BigTable is compatible with Apache HBase API, so it's trivial to swap out.
[https://cloud.google.com/bigtable/docs/bigtable-and-
hbase](https://cloud.google.com/bigtable/docs/bigtable-and-hbase)

Even BigQuery now has a standard SQL interface, although it's still Beta:
[https://cloud.google.com/bigquery/sql-
reference/](https://cloud.google.com/bigquery/sql-reference/)

Working at Google Cloud myself, I find the company philosophy to be to provide
standard interfaces to superior implementations. This keeps us honest, because
if the door to leave is open, then you have to actually _want_ to stay.
(Standard disclaimer: my opinion, not the company's.)

------
jacques_chester
I'm surprised they didn't mention Cloud Foundry, which runs on OpenStack,
vSphere, AWS, Azure and ... GCP. It's owned and managed by an independent
foundation and is the most mature of the open PaaSes, having a head start of
several years.

I guess they see it as a competitor to Kubernetes. Or, plausibly, Google is
very large and the engineers who are working on Cloud Foundry integration with
GCP are not known to Miles Ward, Head of Global Solutions.
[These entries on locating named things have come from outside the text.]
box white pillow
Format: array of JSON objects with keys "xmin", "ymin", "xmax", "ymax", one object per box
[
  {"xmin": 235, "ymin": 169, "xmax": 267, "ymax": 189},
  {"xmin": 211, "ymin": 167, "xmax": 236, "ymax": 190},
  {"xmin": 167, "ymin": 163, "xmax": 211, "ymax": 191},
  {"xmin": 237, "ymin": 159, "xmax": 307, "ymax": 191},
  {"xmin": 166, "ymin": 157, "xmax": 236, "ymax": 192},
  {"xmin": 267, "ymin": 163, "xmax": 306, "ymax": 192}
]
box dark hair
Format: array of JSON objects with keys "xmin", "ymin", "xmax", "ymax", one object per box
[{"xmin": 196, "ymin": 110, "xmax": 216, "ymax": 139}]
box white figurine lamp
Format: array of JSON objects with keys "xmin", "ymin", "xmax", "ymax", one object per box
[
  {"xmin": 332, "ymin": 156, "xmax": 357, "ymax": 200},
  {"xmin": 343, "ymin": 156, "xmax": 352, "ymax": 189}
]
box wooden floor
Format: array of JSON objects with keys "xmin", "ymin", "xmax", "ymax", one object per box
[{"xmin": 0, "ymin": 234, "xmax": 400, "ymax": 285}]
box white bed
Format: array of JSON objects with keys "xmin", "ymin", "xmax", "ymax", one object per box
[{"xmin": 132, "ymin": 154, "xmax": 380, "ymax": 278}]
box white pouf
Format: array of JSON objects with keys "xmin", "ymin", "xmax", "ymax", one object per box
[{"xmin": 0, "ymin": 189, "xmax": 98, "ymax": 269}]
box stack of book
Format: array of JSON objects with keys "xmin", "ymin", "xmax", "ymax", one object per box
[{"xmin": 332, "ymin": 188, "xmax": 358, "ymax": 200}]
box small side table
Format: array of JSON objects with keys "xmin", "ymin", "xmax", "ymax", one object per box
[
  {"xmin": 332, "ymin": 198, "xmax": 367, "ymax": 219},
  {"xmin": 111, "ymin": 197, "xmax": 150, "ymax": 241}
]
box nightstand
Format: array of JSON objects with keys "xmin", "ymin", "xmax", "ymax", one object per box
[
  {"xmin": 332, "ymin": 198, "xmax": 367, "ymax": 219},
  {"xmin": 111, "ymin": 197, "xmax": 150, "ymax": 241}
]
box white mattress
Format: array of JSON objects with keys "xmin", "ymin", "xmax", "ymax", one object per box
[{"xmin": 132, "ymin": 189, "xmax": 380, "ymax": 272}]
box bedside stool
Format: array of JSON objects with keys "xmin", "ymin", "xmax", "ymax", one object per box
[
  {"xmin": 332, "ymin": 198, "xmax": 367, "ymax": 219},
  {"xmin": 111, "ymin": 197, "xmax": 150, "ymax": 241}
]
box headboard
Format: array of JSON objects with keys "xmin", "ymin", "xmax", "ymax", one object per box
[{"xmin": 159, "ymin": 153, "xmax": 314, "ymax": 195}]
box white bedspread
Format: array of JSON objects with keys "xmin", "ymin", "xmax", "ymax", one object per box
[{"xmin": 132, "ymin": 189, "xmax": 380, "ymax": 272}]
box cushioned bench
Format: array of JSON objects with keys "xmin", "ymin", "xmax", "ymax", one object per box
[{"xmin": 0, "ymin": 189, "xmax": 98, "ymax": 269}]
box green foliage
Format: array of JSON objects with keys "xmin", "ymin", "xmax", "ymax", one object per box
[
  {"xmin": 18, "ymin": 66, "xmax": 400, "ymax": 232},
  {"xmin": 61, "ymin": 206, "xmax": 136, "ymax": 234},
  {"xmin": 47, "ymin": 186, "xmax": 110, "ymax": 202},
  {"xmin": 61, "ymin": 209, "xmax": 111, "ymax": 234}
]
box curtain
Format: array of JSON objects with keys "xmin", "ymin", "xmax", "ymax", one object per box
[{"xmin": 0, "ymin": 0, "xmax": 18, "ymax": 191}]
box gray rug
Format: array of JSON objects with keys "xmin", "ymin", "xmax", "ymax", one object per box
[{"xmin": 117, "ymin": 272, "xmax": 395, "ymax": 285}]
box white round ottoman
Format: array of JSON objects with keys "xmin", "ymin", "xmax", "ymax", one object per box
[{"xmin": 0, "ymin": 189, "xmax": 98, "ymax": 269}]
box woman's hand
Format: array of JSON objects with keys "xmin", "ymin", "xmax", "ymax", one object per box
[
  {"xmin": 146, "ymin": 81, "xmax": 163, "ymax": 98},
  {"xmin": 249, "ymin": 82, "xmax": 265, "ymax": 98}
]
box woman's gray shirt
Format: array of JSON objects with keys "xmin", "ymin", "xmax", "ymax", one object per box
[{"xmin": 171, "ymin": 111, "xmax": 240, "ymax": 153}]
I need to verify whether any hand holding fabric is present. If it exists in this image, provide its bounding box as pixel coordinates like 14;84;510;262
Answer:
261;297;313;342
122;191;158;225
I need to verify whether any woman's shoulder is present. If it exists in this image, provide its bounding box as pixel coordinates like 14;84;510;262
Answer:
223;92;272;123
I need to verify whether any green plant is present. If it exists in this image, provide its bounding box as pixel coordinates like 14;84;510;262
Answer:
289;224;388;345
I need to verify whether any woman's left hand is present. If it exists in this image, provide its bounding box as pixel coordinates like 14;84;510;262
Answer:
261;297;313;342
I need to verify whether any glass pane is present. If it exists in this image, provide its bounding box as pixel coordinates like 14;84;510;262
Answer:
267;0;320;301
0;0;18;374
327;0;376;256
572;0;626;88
I work for Pivotal, we donate the majority of engineering to Cloud Foundry. We
make our money selling a distribution, Pivotal CF.
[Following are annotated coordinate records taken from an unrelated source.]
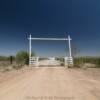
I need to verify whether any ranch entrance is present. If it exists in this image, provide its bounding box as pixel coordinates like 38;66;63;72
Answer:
28;35;73;67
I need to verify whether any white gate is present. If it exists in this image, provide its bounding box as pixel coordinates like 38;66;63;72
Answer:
29;57;39;66
28;35;73;66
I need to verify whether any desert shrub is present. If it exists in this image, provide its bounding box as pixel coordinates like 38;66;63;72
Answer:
74;57;100;67
16;51;35;65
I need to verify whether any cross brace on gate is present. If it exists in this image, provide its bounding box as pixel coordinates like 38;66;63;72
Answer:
28;35;73;66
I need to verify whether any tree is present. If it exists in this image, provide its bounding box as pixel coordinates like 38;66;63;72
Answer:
16;51;35;65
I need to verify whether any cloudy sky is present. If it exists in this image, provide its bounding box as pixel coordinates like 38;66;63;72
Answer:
0;0;100;56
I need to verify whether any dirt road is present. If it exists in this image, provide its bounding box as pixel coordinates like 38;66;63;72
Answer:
0;67;100;100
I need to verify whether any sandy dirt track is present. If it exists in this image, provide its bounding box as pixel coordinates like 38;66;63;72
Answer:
0;67;100;100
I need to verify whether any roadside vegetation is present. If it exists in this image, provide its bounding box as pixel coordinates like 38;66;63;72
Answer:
74;57;100;68
0;51;35;72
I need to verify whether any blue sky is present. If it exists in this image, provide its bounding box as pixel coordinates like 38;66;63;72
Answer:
0;0;100;56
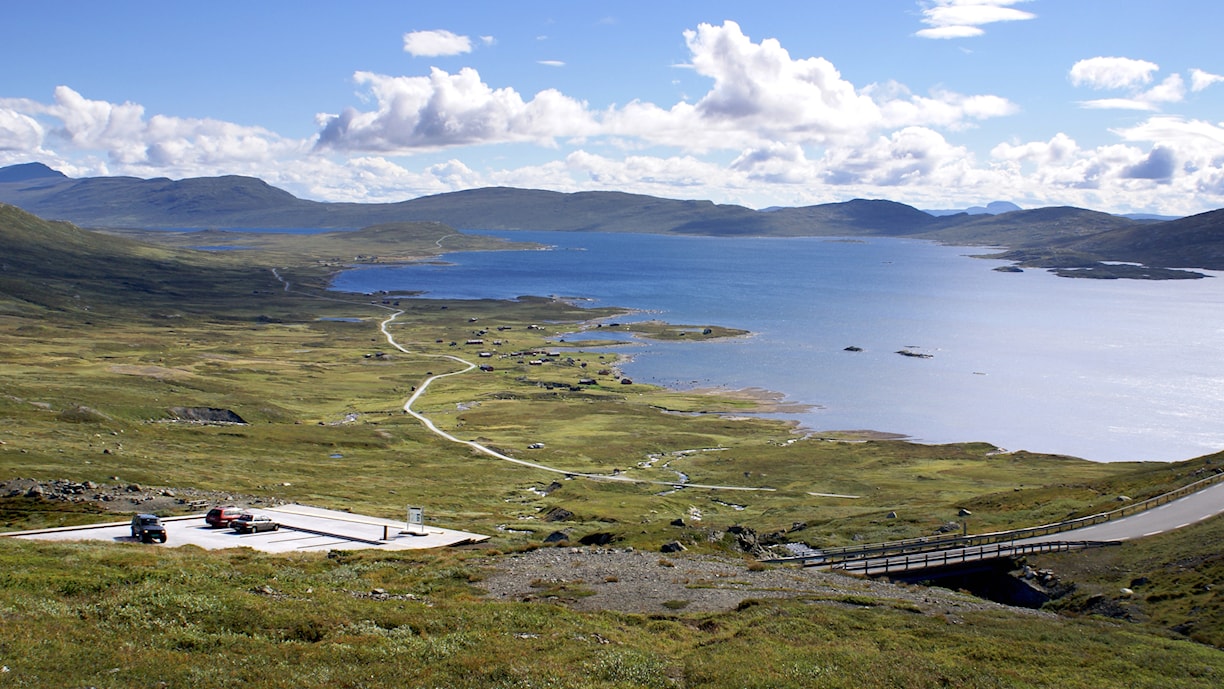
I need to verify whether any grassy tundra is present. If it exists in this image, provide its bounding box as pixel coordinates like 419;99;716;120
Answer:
0;201;1224;687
Cloud Foundry's ability to switch cloud providers, or to take a cloud inhouse,
and in future to do so seamlessly, is _very_ attractive to our customers. IaaS
providers remind them the bad old days of RDBMS and middleware lockin and they
do _not_ want to go back.

As for the services, it's good that Google are pointing to open alternatives.

------
jssmith
Google's support for a multi-cloud vision would be a lot more meaningful if
they were offering the open source alternatives as part of their cloud
platform and contributing to their development. Google has done so in a few
key cases (Kubernetes and Tensorflow), but in other areas it's hard to get
comfortable with the belief that there will be smooth transition to other
infrastructure.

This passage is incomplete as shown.